Home energy retrofit has recurred in public policy throughout recent decades. However, the savings in energy usage attributable to home retrofit have remained difficult to accurately predict. Occupants cause prediction inaccuracies by varying different factors, especially heating setpoints temperatures and heating patterns. Acting together, such occupant factors result in distributions — not single values — of heat-energy usage, even among similar homes. Datasets of heat-energy distributions can be found by building performance simulation using modern grey-box models. This study presents a methodology to simulate grey-box models of home heating through ranges of heating setpoints and patterns. An entire process to calibrate, validate and simulate at a large scale is described, and then demonstrated using case studies.
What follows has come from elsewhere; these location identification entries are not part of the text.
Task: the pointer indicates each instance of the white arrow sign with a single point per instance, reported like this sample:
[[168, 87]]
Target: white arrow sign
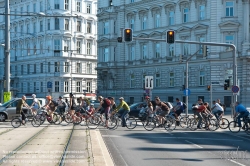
[[149, 82]]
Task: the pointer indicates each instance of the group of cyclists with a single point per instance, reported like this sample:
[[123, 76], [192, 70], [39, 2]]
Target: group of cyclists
[[108, 108]]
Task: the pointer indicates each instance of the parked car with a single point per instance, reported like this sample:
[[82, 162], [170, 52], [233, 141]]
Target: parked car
[[8, 109]]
Grey-box models, written in Modelica language, can conveniently simulate through large ranges of occupant factors. The case studies exploited this advantage of grey-box models to simulate empirical data on occupant factors. (For instance, empirical data found that home heating setpoints shifted before and after home energy retrofit.) In doing so, the datasets of simulation results enabled the exploration of home heat-energy usage with the normal and Weibull statistical distributions. Additionally, the heat-energy distributions of case-study homes were statistically tested, first for retrofit savings, second for equality to each other and third for equality to an official heat-energy estimate. Results demonstrate that home heat-energy usage, at a large scale, is best expressed as a Weibull distribution not normality. After home energy retrofit, heat-energy usage displays less variation (in general), less skewness, and thus becomes closer to normality. Occupant factors were found to vary home heat-energy usage into distinct distributions, even within similar homes. Therefore, in most case-study homes, heat-energy usage did not equal an official estimate. Finally, shallow retrofit of a modern home in Ireland fails to save heat-energy usage by most occupants.